We often hear pet owners/caregivers say “I just don’t want my pet to suffer.” The word suffers means different things to different people but we feel living in pain each day does, in fact, decrease a pet’s quality of life.  Wouldn’t we all rather live life pain-free? So, let’s dig deeper into this topic and see if our pets are in pain and we just don’t know it.

Pain control is a common topic as we go through the change of season here in Wisconsin.  The wintery winds start to blow, and our joints start to ache.  This is also true for our pets, especially our dogs.  How can we know if they are in pain? What can we do to prevent the pain? What can we do to treat pain?

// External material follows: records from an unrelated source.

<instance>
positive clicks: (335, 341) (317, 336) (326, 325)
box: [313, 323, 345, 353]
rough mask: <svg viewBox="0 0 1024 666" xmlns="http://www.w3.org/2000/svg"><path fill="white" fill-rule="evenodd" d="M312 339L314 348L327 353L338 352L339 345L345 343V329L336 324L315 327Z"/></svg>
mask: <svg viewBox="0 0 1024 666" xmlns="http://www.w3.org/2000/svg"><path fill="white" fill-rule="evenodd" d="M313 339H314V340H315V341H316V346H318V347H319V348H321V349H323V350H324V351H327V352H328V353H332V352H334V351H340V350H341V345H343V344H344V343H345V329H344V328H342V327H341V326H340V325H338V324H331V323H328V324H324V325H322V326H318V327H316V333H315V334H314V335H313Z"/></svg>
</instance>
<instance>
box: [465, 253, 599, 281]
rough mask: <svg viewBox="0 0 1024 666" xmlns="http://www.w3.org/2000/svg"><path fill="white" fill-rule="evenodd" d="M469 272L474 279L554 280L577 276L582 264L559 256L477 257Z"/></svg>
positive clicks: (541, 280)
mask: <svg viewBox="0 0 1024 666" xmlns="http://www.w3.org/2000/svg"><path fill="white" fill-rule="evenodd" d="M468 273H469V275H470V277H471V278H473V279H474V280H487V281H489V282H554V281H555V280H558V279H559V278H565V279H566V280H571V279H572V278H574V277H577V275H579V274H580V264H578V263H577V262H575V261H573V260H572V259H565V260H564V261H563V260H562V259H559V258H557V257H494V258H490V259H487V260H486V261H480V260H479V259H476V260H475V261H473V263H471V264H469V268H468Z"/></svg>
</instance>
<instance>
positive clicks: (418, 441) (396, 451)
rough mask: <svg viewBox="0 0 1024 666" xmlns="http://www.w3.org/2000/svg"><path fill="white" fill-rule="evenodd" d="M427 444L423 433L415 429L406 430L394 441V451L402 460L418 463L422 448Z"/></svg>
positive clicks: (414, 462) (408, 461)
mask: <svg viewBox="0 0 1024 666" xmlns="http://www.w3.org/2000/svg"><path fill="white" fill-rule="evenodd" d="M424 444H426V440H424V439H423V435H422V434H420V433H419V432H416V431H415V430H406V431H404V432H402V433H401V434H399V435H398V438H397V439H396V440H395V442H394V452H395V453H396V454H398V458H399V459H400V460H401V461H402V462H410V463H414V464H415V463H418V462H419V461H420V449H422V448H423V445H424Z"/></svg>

Let’s start by learning the signs of pain in pets. Pets do NOT cry or whine when they are in pain. Let me just repeat that. Pets do NOT cry or whine when they are in pain. How can that be?  Well, as much as we tend to think of them as family members, cats and dogs are still cats and dogs, and they see life from the point of view of a cat or a dog, not as a human sees it.  Animals think of themselves as members of a pack and as pack members, they must be a strong members of the pack or the pack no longer needs them.  So, they work really, really hard to hide any sign of weakness that would cause them to be kicked out of the pack/family. Pain is a sign of weakness. They do not show us pain, of any kind until the pain is so unbearable that they can’t hide it any longer. Humans, on the other hand, spend most of their day discussing their aches and pains!

Animals are different in their thought processes in another way too.  Not only do animals think they must hide their pain in order to stay in our family/pack, but they really don’t understand there is an alternative to their pain. Think about that sentence for just a moment.  What if you were in pain and didn’t know there was a drug or a treatment to alleviate it, what would you do? You, like our pets, find a way to go on with life and “workaround” the pain. You would find a way to do the things you love anyway.  If the pain is in the back end of the body, your pet learns to walk with more weight shifted onto the front half of the body. If the pain is on the left side, your pet learns to shift the weight to the right.  The weight shifting is so subtle that you don’t really notice it until the pain is so severe that the pet is actually limping.  They adapt because they don’t know there is any other choice. Side note: Let’s be clear, if your pet is limping, they are in pain. They do not limp just for the fun of it.

What are the signs we can watch for to let us know our pets have pain?  Subtle changes in their daily routine can give us clues such as choosing to stay on the floor instead of hopping on the furniture or bed to lie down, hesitating at the stairs before going up or down, slowing down on a walk that they are used to doing, not playing ball for as long as they used to or licking at a particular joint on and off.  There are more obvious signs of pain, like limping or dragging a toe on the ground.  Sometimes the pain is so severe,  an animal’s appetite can even be affected.  Annual exams by a veterinarian will also help to identify any painful areas that need to be addressed in your pet.

What can I do to prevent arthritis and other joint pain problems in my pet?  The foundation to this is, of course, nutrition. A properly balanced diet that supports a healthy weight, decreases undo pressure and strain on joints. As always, health does start by feeding our pets correctly.  In addition to that, supplementation of glucosamine, chondroitin, and essential fatty acids will promote a healthy joint and decrease the chance of arthritis setting in early.

If my pet already has pain/arthritis, what can I do? If your pet is overweight, goal number one would be weight loss. That extra weight causes so much pain. Just remove the excess weight results in less pain naturally, among other health benefits. In addition to that, there are a number of treatment options, and the severity of the pain, the health status and age of your pet, and the amount of time you have to give to your pet’s care all come into play here.

Treatment options for pain include anti-inflammatory drugs or herbs, spinal adjustments, acupuncture, laser therapy, essential oils/flower essences (when used correctly), supplementation, massage and rehab, and lastly, a variety of energy work therapies. To determine which of these your pet would thrive on, please set up a consult with our office to explore these options. Some are more time-consuming, some are more costly so designing a protocol that works for both you and your pet is the ideal approach.